Road-movie initiatique, « Presque » met en scène la rencontre entre deux hommes embarqués dans un voyage improbable. L’acteur et réalisateur Bernard Campan, ex-membre des Inconnus, et Alexandre Jollien, écrivain et philosophe, ont écrit, dirigé et interprété ensemble ce récit mêlant rencontres, solitude et pardon. Le film sort en salle le mercredi 26 janvier.
Bernard Campan : C’est l’un des thèmes du film et un sujet qui nous anime fortement avec Alexandre. Depuis quelques années, je suis l’enseignement d’un disciple de Swami Prajnanpad*. Dans cet enseignement, il est dit : « Personne ne vit dans le monde, et chacun vit dans son monde. » S’affranchir du jugement de l’autre, c’est tout un cheminement, qui prend certainement toute une vie.
Le jugement fait partie intégrante de nos vies, tout le monde juge et tout le monde est jugé. Dès le premier regard, nous sommes toujours en train de corriger l’autre. La priorité, c’est de prendre conscience de cela, en essayant de vivre avec. Vouloir s’en affranchir trop vite, cela peut être piégeux.
Alexandre Jollien : Justement, on apprend à aimer son corps à travers le regard des autres. Un regard peut nous détruire, un autre peut nous élever. Ce qui m’aide à panser mes plaies, ce sont les regards. Le film est un appel à la solidarité, à la bienveillance, à enlever les masques et à oser.
Je suis ému de l’accueil du film, notamment par les enfants. Lorsque je traverse une cour d’école, parfois j’ai peur de la moquerie, des regards. Et lors d’une avant-première à Bordeaux, des enfants nous ont dit : « On est touchés ». C’était bouleversant.
A. J. : Aristote dit qu’on se perfectionne avec l’ami, parce qu’il est très exigeant. Les bouddhistes nous expliquent aussi que l’ami attend de nous le meilleur, qu’il nous arrache à nos paresses, tout en étant très bienveillant. L’amitié est une base du progrès spirituel.

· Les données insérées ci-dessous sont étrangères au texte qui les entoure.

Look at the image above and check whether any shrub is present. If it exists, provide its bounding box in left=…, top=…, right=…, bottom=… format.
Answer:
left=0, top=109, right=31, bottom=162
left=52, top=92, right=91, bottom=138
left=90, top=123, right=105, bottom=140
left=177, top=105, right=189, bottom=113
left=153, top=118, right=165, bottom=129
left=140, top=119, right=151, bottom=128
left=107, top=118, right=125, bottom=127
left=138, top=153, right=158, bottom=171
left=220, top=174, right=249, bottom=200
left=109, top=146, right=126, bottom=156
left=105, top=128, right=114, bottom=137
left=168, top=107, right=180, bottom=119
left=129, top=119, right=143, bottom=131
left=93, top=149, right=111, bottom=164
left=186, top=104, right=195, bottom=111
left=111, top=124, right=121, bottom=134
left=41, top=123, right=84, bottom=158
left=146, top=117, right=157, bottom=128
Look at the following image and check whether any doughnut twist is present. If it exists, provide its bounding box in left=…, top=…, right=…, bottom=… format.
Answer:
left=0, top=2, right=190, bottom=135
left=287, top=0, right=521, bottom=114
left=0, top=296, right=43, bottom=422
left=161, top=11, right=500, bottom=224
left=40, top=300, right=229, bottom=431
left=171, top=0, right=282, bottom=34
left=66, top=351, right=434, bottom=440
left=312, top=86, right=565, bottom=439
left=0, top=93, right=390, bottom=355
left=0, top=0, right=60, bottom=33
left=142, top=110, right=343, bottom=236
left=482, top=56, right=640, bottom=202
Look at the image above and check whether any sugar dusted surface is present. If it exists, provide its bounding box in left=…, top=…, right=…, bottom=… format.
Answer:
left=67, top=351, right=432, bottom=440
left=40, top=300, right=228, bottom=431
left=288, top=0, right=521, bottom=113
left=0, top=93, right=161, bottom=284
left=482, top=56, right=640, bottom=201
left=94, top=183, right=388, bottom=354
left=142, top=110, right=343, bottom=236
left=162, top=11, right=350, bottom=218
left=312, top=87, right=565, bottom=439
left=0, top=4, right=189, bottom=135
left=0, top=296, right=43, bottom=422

B. C. : J’ai une crainte terrible de me sentir jugé, ridicule, pas à la hauteur. C’est tellement difficile de s’exposer au regard de l’autre, de l’accepter. Il faut s’entraîner : quand on veut faire du saut en hauteur, on ne met pas tout de suite la barre à deux mètres. S’exercer à recevoir ces micro-jugements, c’est une discipline du quotidien sans en faire un absolu. Un jugement, ce n’est que l’avis de l’autre.
B. C. : Deux amis qui écrivent et tournent un film, c’est une sacrée aventure ! Tout était à découvrir, à apprendre. J’ai demandé de l’aide à notre producteur Philippe Godeau pour nous aider à coréaliser, nous faire des retours et des suggestions. Ainsi, nous avons presque réalisé ce film à trois.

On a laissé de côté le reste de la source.